La fiducia nella politica e nei media – che è stata certamente tradita – può essere ricostruita tramite la rigenerazione di nuove forme di partecipazione e di nuovi strumenti di informazione. È un compito sicuramente difficile, ma non impossibile (e strade percorribili ne esistono, eccome). Più complicata da affrontare sembrerebbe essere la mancanza di senso critico – quella cosa cioè che ci aiuta a distinguere il vero dal falso, e a non prendere per vero tutto ciò che ci viene sottoposto – anche perché coinvolge diversi piani, da quello psicologico individuale a quello sociale collettivo.
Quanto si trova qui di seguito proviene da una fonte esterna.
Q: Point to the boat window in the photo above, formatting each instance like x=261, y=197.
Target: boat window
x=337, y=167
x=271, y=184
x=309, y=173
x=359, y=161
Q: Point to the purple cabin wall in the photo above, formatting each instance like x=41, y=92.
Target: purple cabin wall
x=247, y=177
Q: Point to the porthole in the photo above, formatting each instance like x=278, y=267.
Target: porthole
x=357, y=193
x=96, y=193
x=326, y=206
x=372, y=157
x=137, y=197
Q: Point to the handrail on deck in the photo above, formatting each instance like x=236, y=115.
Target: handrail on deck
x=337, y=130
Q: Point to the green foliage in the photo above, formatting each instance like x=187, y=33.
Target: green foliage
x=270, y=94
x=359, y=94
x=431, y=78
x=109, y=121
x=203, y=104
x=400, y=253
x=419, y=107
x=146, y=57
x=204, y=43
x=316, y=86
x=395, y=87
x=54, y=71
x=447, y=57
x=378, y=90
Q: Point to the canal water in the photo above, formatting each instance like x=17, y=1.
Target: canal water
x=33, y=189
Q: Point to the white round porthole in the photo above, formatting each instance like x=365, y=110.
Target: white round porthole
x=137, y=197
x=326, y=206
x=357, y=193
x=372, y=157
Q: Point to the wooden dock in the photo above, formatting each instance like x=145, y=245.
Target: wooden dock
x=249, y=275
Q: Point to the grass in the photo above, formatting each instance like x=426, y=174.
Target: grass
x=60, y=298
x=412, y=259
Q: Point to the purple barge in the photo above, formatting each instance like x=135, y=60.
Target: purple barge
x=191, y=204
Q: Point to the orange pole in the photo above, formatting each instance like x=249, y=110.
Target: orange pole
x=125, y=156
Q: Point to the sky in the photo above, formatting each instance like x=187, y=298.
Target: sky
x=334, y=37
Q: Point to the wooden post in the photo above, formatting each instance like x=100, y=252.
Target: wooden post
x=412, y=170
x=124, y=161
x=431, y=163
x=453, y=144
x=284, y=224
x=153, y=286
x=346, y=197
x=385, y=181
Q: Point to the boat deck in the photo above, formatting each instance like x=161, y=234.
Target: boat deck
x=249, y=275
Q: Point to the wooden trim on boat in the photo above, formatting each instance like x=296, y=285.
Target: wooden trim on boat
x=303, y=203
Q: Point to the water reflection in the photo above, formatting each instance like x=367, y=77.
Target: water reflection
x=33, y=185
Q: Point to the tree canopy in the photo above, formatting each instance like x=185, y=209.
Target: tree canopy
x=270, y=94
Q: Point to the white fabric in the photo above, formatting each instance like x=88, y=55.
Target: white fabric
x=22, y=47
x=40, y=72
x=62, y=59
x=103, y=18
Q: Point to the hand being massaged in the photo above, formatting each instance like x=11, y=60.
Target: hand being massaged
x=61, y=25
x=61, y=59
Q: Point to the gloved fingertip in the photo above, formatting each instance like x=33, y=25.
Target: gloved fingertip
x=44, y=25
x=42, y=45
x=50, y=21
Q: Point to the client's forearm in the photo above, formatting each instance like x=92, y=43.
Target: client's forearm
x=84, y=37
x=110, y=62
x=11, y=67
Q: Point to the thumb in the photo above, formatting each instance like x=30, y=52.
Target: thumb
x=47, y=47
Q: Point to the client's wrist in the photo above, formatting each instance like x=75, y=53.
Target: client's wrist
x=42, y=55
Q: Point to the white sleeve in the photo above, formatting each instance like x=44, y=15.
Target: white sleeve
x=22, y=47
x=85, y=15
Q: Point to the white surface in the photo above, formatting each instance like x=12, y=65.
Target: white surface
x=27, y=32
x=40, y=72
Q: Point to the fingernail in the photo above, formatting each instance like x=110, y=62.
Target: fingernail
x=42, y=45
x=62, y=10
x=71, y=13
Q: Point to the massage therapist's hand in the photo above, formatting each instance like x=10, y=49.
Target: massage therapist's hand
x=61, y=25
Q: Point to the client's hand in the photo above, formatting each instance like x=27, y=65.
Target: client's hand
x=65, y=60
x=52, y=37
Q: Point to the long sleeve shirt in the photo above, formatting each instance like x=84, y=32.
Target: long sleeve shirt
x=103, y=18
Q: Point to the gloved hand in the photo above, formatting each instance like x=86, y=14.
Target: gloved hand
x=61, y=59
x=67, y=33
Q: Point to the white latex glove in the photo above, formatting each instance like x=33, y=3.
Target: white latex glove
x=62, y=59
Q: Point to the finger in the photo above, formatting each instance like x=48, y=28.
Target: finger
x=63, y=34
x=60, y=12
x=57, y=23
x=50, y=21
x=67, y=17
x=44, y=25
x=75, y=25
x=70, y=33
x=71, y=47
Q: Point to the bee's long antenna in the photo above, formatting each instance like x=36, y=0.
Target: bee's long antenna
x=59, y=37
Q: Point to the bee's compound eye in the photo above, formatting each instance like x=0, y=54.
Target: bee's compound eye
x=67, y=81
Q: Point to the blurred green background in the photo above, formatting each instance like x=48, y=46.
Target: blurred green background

Sono tanti i fattori in gioco e tutti trovano spiegazioni in alcuni dei problemi strutturali che attanagliano l’Italia, dal divario tra Nord e Sud all’abbandono scolastico, dalle diseguaglianze economiche e sociali al contesto famigliare. Problemi ai quali si può rispondere sono con investimenti massicci e profondi, soprattutto su un aspetto, più cruciale degli altri: la cultura, intesa come formazione intellettuale dell’individuo, che vede nell’istruzione e nell’informazione di qualità i suoi momenti fondamentali. Lei sola – la cultura – può essere l’antidoto in grado di salvare la democrazia dal veleno delle fake news.